I have M2 Pro 16GB from a client. It's comfortable for typical dev work - tons of tabs open, Docker, VS Code etc. Though the swap is about 20GB now and sometimes it lags. Still it beats any Intel or AMD laptop I ever had in terms of performance. This machine is on a whole another level.

My own machines are M1 Max 32GB and they fare slightly better.


I have an M1 Max with 32GiB and similarly - never had it complain or noticed it unhappy about anything, or felt I needed more RAM or CPU.

It's going to be hard to justify upgrading this thing for awhile.


Mine has 16GB and I regularly use some Mistral LLM as well as OpenHermes.

The only things that ever seems to get my fan going are transcoding a video or a really long compile.

Never once has the fan run during web browsing or any of the many everyday tasks that used to bring my previous one to its knees.


I have an M2 Air with 24gb and it has no problems running Brave with 800-ish tabs, development workloads (a bunch of VSCode projects, several docker containers, lots of iTerm terminals), low-end CAD and 3D printing apps, CaptureOne and a bunch of Electron apps in parallel with room to spare.
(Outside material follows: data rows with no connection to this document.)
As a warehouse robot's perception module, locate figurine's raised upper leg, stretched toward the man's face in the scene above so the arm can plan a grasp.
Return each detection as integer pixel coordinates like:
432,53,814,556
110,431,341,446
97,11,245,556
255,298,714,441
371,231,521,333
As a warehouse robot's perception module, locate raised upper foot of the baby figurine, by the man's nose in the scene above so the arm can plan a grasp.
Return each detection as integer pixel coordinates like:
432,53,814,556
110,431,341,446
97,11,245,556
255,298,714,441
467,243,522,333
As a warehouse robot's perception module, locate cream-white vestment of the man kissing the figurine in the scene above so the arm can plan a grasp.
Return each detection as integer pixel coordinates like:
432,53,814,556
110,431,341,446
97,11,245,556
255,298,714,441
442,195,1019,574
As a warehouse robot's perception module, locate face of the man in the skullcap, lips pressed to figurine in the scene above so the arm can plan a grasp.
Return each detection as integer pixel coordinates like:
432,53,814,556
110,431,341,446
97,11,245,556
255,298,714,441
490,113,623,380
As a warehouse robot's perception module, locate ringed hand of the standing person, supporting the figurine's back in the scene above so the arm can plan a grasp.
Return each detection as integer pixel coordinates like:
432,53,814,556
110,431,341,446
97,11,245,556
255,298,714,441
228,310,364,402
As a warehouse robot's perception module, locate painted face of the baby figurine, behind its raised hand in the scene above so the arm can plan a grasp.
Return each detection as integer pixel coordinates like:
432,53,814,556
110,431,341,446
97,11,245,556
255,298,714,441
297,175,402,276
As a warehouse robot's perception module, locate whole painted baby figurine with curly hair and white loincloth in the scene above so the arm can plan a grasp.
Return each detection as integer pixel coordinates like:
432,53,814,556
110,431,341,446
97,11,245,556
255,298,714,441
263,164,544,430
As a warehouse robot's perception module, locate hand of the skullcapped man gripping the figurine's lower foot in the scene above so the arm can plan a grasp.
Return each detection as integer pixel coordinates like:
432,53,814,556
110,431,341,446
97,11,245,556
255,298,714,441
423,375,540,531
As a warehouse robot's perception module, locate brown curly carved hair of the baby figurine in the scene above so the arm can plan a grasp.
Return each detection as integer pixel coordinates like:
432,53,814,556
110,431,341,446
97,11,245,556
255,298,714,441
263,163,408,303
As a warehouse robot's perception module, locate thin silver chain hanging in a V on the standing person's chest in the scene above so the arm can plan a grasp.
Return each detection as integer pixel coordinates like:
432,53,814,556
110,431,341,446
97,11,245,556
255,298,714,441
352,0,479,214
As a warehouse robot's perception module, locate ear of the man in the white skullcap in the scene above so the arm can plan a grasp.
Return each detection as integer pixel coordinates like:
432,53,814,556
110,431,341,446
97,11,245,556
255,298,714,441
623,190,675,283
I've found I can fit more into those 24gb than into the 32gb of the Intel Mac I had before that (however that's possible).


>800-ish tabs

You're never going to read those, before the links rot.
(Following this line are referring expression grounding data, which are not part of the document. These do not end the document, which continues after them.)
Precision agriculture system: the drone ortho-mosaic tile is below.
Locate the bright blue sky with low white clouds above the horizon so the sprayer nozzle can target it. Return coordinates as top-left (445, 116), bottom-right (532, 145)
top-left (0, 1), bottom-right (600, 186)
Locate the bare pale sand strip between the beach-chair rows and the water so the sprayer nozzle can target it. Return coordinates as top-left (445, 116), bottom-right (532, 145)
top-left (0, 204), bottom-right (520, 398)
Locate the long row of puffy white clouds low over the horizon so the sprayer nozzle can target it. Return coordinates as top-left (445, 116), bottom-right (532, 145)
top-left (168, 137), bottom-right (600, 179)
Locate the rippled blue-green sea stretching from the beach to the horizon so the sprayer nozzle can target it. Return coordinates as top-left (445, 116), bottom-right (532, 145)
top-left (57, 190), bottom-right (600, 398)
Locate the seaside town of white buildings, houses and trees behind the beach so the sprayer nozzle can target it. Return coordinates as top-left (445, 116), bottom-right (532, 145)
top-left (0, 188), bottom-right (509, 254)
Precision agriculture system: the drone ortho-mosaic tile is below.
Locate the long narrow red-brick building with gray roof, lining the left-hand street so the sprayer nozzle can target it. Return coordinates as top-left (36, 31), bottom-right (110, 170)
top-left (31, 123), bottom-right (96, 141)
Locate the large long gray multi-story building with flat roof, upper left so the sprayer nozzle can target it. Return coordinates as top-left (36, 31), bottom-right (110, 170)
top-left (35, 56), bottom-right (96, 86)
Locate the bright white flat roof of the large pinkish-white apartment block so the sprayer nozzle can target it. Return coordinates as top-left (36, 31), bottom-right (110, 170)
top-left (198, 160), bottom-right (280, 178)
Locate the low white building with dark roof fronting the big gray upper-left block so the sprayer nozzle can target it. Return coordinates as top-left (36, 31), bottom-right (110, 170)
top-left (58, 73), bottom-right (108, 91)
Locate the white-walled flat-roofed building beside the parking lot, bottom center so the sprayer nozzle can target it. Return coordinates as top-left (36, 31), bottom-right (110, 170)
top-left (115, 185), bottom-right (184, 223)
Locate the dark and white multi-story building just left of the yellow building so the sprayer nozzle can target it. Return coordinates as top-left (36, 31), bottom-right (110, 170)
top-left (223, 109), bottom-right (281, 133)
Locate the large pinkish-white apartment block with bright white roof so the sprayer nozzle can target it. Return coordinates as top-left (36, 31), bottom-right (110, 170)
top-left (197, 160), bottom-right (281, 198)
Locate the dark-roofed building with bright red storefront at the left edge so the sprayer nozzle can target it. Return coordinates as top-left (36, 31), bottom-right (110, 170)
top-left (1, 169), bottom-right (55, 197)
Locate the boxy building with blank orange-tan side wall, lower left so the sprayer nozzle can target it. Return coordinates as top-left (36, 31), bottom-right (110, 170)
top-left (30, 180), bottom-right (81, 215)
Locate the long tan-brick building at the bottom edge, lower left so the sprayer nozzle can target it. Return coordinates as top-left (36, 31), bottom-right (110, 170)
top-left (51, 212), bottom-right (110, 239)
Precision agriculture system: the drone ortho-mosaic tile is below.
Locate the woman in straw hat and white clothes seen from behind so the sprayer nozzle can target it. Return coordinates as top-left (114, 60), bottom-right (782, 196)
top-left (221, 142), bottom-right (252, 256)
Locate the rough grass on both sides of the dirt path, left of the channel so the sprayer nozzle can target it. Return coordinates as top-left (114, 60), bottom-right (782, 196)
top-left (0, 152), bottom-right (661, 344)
Almost all of them have already been read and are waiting for me to build something to pull the links out of Brave and download/archive/index them somehow. I've been wanting to do this for a long time, but haven't yet.



It would be quicker to manually move the URLs to a text file, then supply that as input to a tool like wget. However, you will almost certainly end up with either un-necessarily bloated files, or saved sites that don't quite work.

I still stand by the spirit of my original comment - there probably isn't enough information content in your 800 tabs to make this endeavour worthwhile.


The browser should remember the date you last rendered a tab, and then if the link rots, it falls back to archive.org on that date.


> The browser should remember the date you last rendered a tab, and then if the link rots, it falls back to archive.org on that date.

Brave (by default at least) will ask you if you want to load the archive.org version when a page fails to load. Not 100% automatic but almost.


How are you managing all these? What are you using to search them?

I'm using Vimium for general use and have an Alfred plugin/thing/extension but even that's a bit unwieldy. How many windows is this?


> running Brave with 800-ish tabs

Why am I not surprised that an apple fan uses Brave - a browser that offers literally nothing but 100% false claims of improved privacy and performance?


boring reply


Honestly haven’t felt like it didn’t have enough RAM even once.

My daily driver before this was a Ryzen 5700x desktop with 64GB RAM, so I know what a powerful processor + RAM combo feels like.

Haven’t even heard the fan even once.